Tuesday, December 1, 2020

Box Break: 2020-21 O-Pee-Chee By Upper Deck

I was looking to buy a box of cards to get ready for the 2020-21 autograph-seeking season - which might not happen due to the ongoing pandemic - and opted for the brand that is usually best for signature retention, with Upper Deck's 2020-21 O-Pee-Chee set; I managed to grab a 24-pack (at 8 cards per) for just over $100 on Amazon, but there even are currently a few boxes under $80.

The cards themselves look great; it's a simple design that fits with those of recent years but also wouldn't have been out of place in the 1980s:
I'd like to mention UD's sense of humour here, by choosing a picture of Sergei Bobrosvky that shows him essentially with his eyes closed and stick nowehere near the ice. I realize he's probably looking for the puck through traffic and just blinking, but considering last season was his worst-ever in the NHL, I thought it was worth mentioning. You can see on the back of Alex Goligoski's card that the stats depict the last ten seasons, despite the totals being for his 13-year career. The cards are nearly completely matte, which will be perfect for player signatures to "stick" onto. UD also had a nod to the main issue plaguing the original OPC sets of yore by purposely printing cards that look like they weren't cut properly, as shown on the Brayden McNabb card below, compared to the "regular" Joonas Korpisalo card:
There is a catch is touting and advertizing this as the most comprehensive set of the season, and that's the fact that there are anywhere between 700 and 800 payers who suit up in any given NHL season, so by definition, there isn't room for all of them to be included together in any set, but OPC has a habit of finding reasons to include the same players multiple times such as these two of Leon Draisaitl in two different League Leaders categories (kudos on using different jerseys, though), taking exposure away from more marginal players:
I also pulled Season Highlights cards of Joe Thornton and Zdeno Chara:
As usual, there are numerous Marquee Rookies cards in this set, I've decided to showcase Egor Korshkov and Anthony Angello, but I also landed Brandon Hagel, Gage Quinney, Andrei Chibisov, Calvin Thurkauf, and Gustav Lindstrom:
For a reason unbeknownst to me or any sane person, I also ended up with a bunch of Marquee Legends cards of retired superstars of the past, of which I chose to feature the top two scorer of all-time in Wayne Gretzky and Jaromir Jagr, but there were also Raymond Bourque, Bobby Hull and Martin Brodeur, in case we hadn't already seen every single picture that had been snapped of them:
One sub-set that stands apart from the main collection and even has its own numbering system is what I used to refer to as "minis" but in this iteration gets billed as O-Pee-Chee Premier Tallboys, which consists of 50 star players given their own additional card, same height as the regular-issue but two-thirds the width; these will be fun to try to get signed, and I figured I could show off all eight of mine: Mark Stone, Roman Josi, Mitch Marner, Elias Petersson, Ben Bishop, Taylor Hall, Ryan O'Reilly and Rookie Jason Robertson:
One thing they absolutely need to do away with - it really isn't funny or fun anymore - is the endless number of Checklist cards, by card number, by team, any way you want it (or not):
It was cute in the 1990s when the "catch" to having more valuable sets from the 1970s was finding one with intact (or even just incliuded) checklist cards, but they no longer have their raison d'être, particularly when not featuring a player on one side.

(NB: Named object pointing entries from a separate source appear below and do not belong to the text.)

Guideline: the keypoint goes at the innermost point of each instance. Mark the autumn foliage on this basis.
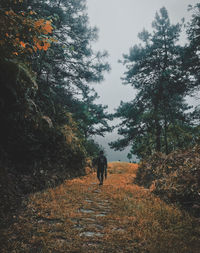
(81, 216)
(23, 33)
(175, 177)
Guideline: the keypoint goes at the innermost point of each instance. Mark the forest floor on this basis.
(81, 216)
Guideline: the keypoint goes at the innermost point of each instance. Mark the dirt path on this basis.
(81, 216)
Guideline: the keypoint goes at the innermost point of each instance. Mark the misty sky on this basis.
(119, 22)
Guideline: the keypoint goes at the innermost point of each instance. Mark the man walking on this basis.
(101, 167)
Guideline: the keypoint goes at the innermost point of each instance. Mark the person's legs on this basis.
(98, 174)
(101, 176)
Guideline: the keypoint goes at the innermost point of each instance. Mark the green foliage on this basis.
(47, 107)
(175, 177)
(157, 119)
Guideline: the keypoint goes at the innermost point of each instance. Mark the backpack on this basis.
(101, 161)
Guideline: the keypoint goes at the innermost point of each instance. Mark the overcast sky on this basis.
(119, 22)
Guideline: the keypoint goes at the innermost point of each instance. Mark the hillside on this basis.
(81, 216)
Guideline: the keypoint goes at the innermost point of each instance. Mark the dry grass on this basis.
(122, 216)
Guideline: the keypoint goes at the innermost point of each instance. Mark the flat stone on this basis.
(100, 215)
(88, 200)
(86, 210)
(91, 234)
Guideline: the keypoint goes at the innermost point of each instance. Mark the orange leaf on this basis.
(22, 44)
(46, 46)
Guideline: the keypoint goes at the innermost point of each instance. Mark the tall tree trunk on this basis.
(158, 133)
(165, 136)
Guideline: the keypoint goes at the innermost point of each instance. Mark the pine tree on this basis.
(155, 70)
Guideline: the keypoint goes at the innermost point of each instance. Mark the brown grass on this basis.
(131, 219)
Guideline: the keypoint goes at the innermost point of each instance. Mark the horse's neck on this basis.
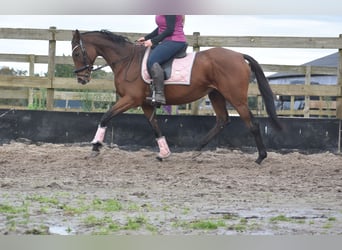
(130, 53)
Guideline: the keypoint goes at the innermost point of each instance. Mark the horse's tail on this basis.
(265, 90)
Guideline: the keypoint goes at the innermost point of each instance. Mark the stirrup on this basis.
(152, 100)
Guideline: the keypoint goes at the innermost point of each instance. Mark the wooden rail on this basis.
(52, 88)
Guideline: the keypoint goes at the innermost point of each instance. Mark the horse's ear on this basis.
(76, 34)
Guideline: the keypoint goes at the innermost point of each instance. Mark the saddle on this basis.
(167, 66)
(177, 70)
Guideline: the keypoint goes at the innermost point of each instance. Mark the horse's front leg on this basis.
(164, 150)
(121, 106)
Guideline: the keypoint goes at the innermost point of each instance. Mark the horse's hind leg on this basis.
(150, 113)
(222, 119)
(254, 128)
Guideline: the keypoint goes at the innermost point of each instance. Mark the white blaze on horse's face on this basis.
(82, 69)
(83, 66)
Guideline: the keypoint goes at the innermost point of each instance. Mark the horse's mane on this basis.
(111, 36)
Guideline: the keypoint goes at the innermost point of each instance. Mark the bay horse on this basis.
(220, 73)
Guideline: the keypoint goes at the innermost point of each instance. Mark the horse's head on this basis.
(83, 55)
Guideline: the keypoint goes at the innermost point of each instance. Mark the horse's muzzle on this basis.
(83, 80)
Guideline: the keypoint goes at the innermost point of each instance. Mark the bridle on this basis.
(85, 60)
(90, 67)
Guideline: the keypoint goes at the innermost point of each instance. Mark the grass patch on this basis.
(110, 205)
(281, 218)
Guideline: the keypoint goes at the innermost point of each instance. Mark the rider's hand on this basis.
(141, 39)
(148, 43)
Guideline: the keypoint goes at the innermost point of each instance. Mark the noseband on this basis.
(85, 60)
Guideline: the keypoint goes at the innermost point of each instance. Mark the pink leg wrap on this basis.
(99, 136)
(163, 147)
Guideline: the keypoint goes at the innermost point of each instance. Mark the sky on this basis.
(220, 25)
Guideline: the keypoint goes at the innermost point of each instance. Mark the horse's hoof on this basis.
(196, 154)
(93, 154)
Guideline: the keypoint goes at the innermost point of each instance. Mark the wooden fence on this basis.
(35, 89)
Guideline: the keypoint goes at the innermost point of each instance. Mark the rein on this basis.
(91, 67)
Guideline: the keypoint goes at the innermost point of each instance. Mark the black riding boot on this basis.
(157, 74)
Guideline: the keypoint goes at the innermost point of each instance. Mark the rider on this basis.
(166, 40)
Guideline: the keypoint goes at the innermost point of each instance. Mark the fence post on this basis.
(307, 98)
(31, 73)
(339, 82)
(51, 69)
(196, 48)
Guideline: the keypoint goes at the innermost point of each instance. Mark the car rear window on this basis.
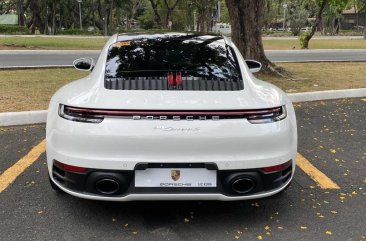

Upper Deck bloated the set with a bunch of inserts, as if having a 600-card series wasn't enough in and of itself; the main parallel sub-set is the "Blue" variation, of which I pulled Connor Hellebuyck, Frederik Andersen, Marc-André Fleury, Connor McDavid and John Klingberg (and yes, the Klingberg is much lighter than the rest, I'm not sure if that's a printing mistake or just another variation):
Of course, where there's "Blue", there is also usually "Red", which are more rare, as can be attested by the lone Jake DeBrusk card I landed:
This year's Retro sub-set is actually great-looking, not based on ugly colour contrasts but on the sticker inserts of past O-Pee-Chee and Topps sets of the 1980s:
And because O-Pee-Chee gonna O-Pee-Chee, there are double-variants, such as this Blue Marquee Legends card of Henrik Zetterberg:
There was also a Retro Marquee Legends card of Steve Yzerman and a Retro Marquee Rookies card of Jake Evans:
And, of course, a Retro Checklist for the Columbus Blue Jackets, a team that was not present at any time that can be considered "retro":
Before I started writing this point-by-point, my heart was inching towards this being a near-perfect set, but my nagging and complaining on the inserts have made me revise my first impression grade by half a point, to a still-respectable 8.5/10. I can't wait to get some of these cards signed.